The Reporter
- Type: Weekly newspaper
- Format: Tabloid
- Owner(s): Media and Communications Center
- Editor-in-chief: Ashenafi Endale
- General manager: Amare Aregawi
- Founded: 1995; 31 years ago
- Language: English & Amharic
- Headquarters: House No. New, Kebele 03/05, Bole, Addis Ababa
- Website: thereporterethiopia.com (in English) ethiopianreporter.com (in Amharic)

= The Reporter (Ethiopia) =

Ethiopian weekly newspaper

The Reporter (ሪፖርተር), also known as The Ethiopian Reporter, is a private newspaper published in Addis Ababa, Ethiopia. It appears in both English and Amharic, and is owned by the Media and Communications Center. The general manager and founder of the newspaper is Amare Aregawi.

== History ==
The Reporter was founded in 1995 by the Media and Communications Center. As of 2010, its editor and owner was Amare Aregawi.

== Products ==
- Print newspaper
- Website
- Mobile
- English version
- Amharic version

== Staff ==
Yacob Wolde-Mariam, a renowned journalist, has been a senior editor with the newspaper since its inception.
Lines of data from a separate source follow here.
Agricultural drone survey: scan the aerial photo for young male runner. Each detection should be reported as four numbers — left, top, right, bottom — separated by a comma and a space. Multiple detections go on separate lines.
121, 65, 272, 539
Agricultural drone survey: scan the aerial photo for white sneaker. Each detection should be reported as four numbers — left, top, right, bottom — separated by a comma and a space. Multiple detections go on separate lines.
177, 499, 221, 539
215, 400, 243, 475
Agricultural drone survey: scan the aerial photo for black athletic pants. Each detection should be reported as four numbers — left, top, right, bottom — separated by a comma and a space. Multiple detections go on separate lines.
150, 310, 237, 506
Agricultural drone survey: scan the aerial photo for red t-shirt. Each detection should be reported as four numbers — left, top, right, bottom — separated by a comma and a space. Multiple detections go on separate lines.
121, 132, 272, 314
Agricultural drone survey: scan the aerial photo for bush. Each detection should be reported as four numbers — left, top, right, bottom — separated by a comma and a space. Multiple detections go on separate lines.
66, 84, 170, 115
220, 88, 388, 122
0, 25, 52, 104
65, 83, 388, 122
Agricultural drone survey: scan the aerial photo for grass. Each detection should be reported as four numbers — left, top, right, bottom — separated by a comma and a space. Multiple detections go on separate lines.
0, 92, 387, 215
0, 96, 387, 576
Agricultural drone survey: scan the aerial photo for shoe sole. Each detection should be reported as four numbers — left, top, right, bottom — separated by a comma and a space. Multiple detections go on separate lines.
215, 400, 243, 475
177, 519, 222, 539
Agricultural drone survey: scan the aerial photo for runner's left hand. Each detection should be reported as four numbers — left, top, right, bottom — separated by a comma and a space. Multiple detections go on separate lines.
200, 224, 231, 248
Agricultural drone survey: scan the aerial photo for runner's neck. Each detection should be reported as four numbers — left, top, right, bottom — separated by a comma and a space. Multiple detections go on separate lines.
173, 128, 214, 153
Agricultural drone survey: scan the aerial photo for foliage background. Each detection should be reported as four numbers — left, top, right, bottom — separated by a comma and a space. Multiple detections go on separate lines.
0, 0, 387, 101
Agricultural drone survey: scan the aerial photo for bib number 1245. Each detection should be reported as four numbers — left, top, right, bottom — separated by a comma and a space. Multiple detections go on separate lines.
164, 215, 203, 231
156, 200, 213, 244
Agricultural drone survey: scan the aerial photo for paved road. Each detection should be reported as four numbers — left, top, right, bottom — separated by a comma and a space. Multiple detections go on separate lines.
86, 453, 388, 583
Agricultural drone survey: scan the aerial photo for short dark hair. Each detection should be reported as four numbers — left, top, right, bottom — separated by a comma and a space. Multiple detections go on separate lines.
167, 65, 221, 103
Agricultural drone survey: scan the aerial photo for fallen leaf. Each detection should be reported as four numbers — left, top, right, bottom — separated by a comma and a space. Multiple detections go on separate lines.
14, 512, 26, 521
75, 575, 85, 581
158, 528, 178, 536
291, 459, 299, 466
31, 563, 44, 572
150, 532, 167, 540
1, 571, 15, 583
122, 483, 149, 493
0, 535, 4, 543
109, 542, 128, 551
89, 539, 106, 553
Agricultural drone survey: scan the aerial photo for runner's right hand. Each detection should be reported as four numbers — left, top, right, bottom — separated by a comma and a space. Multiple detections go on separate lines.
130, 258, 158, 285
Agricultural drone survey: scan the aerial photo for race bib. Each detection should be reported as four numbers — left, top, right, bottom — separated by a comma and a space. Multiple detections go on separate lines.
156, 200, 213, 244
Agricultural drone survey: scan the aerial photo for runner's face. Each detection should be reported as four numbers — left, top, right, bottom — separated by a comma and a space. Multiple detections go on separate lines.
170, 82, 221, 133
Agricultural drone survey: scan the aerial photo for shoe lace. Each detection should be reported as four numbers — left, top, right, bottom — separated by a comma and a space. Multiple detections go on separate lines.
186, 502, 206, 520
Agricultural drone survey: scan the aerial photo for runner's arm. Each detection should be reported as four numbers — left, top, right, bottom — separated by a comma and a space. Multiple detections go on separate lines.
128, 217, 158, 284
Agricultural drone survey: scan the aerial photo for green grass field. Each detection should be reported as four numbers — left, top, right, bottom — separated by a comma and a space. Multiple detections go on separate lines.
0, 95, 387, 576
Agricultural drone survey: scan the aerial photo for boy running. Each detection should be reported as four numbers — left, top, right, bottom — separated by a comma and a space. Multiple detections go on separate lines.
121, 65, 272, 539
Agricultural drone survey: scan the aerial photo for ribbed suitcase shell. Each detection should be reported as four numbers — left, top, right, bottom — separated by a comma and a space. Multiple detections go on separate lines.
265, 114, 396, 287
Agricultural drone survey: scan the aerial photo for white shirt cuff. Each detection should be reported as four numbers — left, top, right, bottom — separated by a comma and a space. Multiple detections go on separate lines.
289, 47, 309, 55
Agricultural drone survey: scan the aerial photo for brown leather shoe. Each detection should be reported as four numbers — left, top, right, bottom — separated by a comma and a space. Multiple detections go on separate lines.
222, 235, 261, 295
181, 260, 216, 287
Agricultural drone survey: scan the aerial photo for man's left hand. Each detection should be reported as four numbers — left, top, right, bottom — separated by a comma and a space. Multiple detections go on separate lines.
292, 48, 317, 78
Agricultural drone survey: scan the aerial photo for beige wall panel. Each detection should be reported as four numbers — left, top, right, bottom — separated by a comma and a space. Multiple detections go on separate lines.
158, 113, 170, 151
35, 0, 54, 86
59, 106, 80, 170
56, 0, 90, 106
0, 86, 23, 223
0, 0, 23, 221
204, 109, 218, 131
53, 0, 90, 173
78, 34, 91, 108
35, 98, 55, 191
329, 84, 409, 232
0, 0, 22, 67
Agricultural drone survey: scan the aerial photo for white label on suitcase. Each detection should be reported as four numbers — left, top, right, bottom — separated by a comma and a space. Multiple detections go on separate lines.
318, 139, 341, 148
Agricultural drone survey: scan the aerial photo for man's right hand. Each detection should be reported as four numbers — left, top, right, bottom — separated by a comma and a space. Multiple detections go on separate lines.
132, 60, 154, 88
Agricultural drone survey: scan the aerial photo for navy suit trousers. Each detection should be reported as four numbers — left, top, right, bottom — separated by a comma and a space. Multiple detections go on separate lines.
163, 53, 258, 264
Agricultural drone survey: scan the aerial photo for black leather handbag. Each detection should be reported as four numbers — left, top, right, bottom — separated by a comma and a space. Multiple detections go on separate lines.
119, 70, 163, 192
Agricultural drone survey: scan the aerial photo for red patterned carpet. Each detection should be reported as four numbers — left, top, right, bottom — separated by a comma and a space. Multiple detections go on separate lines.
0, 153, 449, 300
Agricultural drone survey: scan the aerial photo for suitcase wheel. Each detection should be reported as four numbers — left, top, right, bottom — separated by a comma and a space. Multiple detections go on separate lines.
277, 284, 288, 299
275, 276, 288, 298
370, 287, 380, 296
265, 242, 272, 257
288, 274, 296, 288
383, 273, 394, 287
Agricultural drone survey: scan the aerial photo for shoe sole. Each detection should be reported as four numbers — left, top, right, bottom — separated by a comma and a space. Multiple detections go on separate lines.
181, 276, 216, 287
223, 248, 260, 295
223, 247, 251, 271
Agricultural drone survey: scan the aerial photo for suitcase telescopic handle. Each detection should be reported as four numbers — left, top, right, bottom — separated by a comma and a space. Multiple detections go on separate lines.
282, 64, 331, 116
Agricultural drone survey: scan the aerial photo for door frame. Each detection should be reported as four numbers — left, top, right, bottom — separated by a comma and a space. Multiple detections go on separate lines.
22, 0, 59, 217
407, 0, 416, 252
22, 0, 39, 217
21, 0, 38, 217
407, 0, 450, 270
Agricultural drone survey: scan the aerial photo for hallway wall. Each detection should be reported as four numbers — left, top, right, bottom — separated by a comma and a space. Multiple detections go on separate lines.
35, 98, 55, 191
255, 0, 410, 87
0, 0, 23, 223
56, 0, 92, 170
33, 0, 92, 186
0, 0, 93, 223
Yibekal Getahun is the chief graphic designer of the newspaper.

==Controversies ==
On 22 August 2008, police arrested the editor of The Reporter, Amare Aregawi, in Gondar, in connection with an article that criticised Dashen Brewery's, a local beer brand, labour practices. He was held in custody for six days after a defamation lawsuit was filed against the newspaper by the brewery in a Gondar court.